- Born: December 2, 1895 Carrollton, Kentucky
- Died: December 23, 1974 (aged 79)
- Education: B.A. Georgetown College, 1920 M.A University of Chicago, 1925; Ph.D University of Chicago, 1928;
- Title: Emeritus professor of chemistry
- Spouse: Kate Shewmaker ​(m. 1921)​
- Children: Willis C. "Bill" Pierce
- Awards: President's Certificate of Merit (1948) Doctor of Science, Georgetown College (1950); Tolman Award (1963); LL.D, University of California, Riverside (1965);
- Scientific career
- Fields: Chemistry
- Thesis: A further study of the reaction between nitrogen dioxide and liquid mercury. An investigation of the mechanism of the photochemical decomposition of malonic acid. (1928)

= W. Conway Pierce =

American chemist

Willis Conway Pierce (December 2, 1895 – December 23, 1974) was an American chemist and professor at Pomona College and in the University of California system.

==Career==
Pierce left Georgetown College as a sophomore for New York to serve in the gas defense section of the United States Army Signal Corps. He was in the army from April to December 1918. He subsequently graduated from Georgetown College in 1920. In that same year, he began teaching at the University of Kentucky and later at the University of South Dakota. He stayed on at the University of Chicago after receiving his Ph.D. to teach quantitative analysis. During this time he co-authored seminal chemistry textbook Quantitative Analysis with Edward Lauth Haenisch. Quantitative Analysis would go through 21 editions until 1963. During World War II, Pierce worked for the Office of Scientific Research and Development's National Defense Research Committee.
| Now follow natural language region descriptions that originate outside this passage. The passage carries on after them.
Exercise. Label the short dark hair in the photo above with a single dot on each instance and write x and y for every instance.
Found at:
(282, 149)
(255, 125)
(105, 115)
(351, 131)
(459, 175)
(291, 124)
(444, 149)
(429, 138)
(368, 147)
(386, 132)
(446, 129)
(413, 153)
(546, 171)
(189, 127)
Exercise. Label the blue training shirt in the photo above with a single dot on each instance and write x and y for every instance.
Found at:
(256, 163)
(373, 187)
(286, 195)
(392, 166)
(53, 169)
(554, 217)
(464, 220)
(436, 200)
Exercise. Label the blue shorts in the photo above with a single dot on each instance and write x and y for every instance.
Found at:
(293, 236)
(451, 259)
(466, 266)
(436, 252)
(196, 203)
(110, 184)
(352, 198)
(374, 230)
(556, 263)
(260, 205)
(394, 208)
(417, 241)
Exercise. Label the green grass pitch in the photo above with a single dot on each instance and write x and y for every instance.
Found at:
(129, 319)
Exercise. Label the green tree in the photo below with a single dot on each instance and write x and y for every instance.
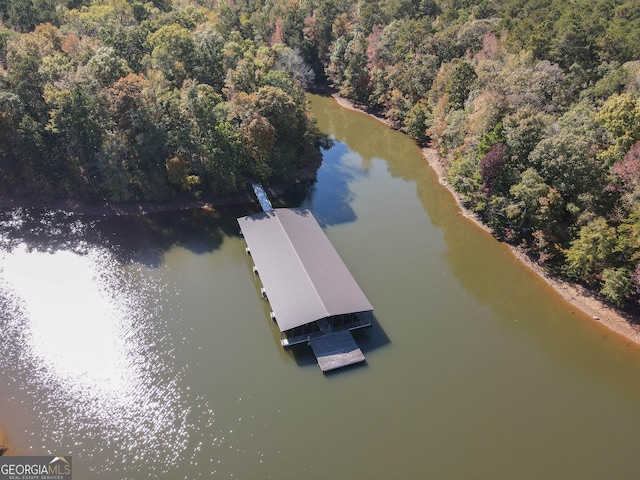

Pierce had been recruited by his doctoral advisor, W. Albert Noyes, Jr., to join the "division 10" central laboratory at Northwestern University. Pierce's lab focused on chemical warfare defense and developed carbon filtering for use in chemical protective masks. Pierce's work included an assignment in Australia and the South Pacific. He was awarded the President's Certificate of Merit in 1948 for his services.

From 1945 to 1953, Pierce served as the chair of the chemistry department at Pomona College. During this time, fellow chemistry professor and well-known practical joker R. Nelson Smith pranked Pierce by releasing several pigeons from the ceiling during one of Pierce's lectures. Pierce took the joke in stride by bringing a shotgun to the next class. Pierce would later co-author a chemistry textbook, Solving General Chemistry Problems, with Nelson. Pierce was recruited by Gordon S. Watkins to serve as the head of the Physical Sciences department at the then newly opened University of California, Riverside (UCR) in 1953. Pierce was awarded the 1963 Honor Scroll from the American Institute of Chemists for "outstanding contributions to the training of chemists and the advancement of the profession."

After retiring from University of California, Riverside in 1965, Pierce provided input on University of California, Irvine's new chemistry building. Pierce Hall on University of California, Riverside is named for him.